Is CAR-T cell therapy for everyone?

The CAR-T cell therapies available now are mostly for the same target, which is the CD19 molecule found on B-cell lymphomas and B-cell leukemias. Right there, that boxes in who is eligible for these treatments. And in most cases, at least for the approved treatments, a person has to have failed multiple treatments. CAR-T cell therapy is not yet a front-line treatment, but I think that’s where the research is going.

Do you see more approved CAR-T cell therapies on the horizon?

Absolutely. There are other agents being tested — in a year, there has been an increase of about 113 percent in the number of cell therapies in the (research and development) pipeline, according to a global landscape report from the Cancer Research Institute published earlier this year. Chronic lymphocytic leukemia may be where we see the next approval. In multiple myeloma, several CAR-T cell therapies are aimed at BCMA (B-cell maturation antigen), which seems to be the target in this disease. There is also a lot of research going on to see if CAR-T cell therapy can be effec­tive in treating solid tumors.

How do you envision the future of CAR-T cell therapy?

We’ve proved that certain patients can have amazing responses. Emily Whitehead is the poster child — she was the first pediatric patient to be treated with CAR-T cell therapy — and she is still in total remission, now more than six years out. So there is great potential for CAR-T cells, but we have to figure out why not every patient responds the way Emily did.

CAR-T cells will be one of the options for patients with hematological malignancies and, potentially, solid tumors going forward. In most of these cases, the patient gets one treatment — one infusion — and this yields some remark­able results, so that makes this treatment very appealing. If we could figure out how to get more people to respond to this and move it to the front line, that could have an amazing effect on patients’ lives.
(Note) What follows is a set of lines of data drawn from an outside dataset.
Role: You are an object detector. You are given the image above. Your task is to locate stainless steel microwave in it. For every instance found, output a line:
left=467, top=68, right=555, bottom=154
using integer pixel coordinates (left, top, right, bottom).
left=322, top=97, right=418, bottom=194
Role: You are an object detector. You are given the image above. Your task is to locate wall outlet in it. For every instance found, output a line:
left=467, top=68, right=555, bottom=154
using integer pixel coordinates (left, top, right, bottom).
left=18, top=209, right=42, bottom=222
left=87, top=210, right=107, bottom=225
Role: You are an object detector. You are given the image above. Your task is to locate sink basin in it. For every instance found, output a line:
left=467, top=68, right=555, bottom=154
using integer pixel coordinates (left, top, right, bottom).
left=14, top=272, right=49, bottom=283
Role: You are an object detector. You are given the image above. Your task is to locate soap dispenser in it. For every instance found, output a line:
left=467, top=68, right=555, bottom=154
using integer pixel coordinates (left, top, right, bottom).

The results to date show just how powerful immunotherapy can be, and now we must figure out how to harness it for more patients.

JILL O’DONNELL-TORMEY, PH.D., is chief executive officer and director of scientific affairs of the Cancer Research Institute (CRI), a nonprofit organization founded in 1953 that is today the global leader in supporting and coordinating research aimed at harnessing the immune system’s power to conquer all cancers. Prior to joining CRI, she served as a research associate in the department of medicine at Cornell University Medical College and as a postdoctoral fellow in the laboratory of cellular physiology and immunology at The Rockefeller University.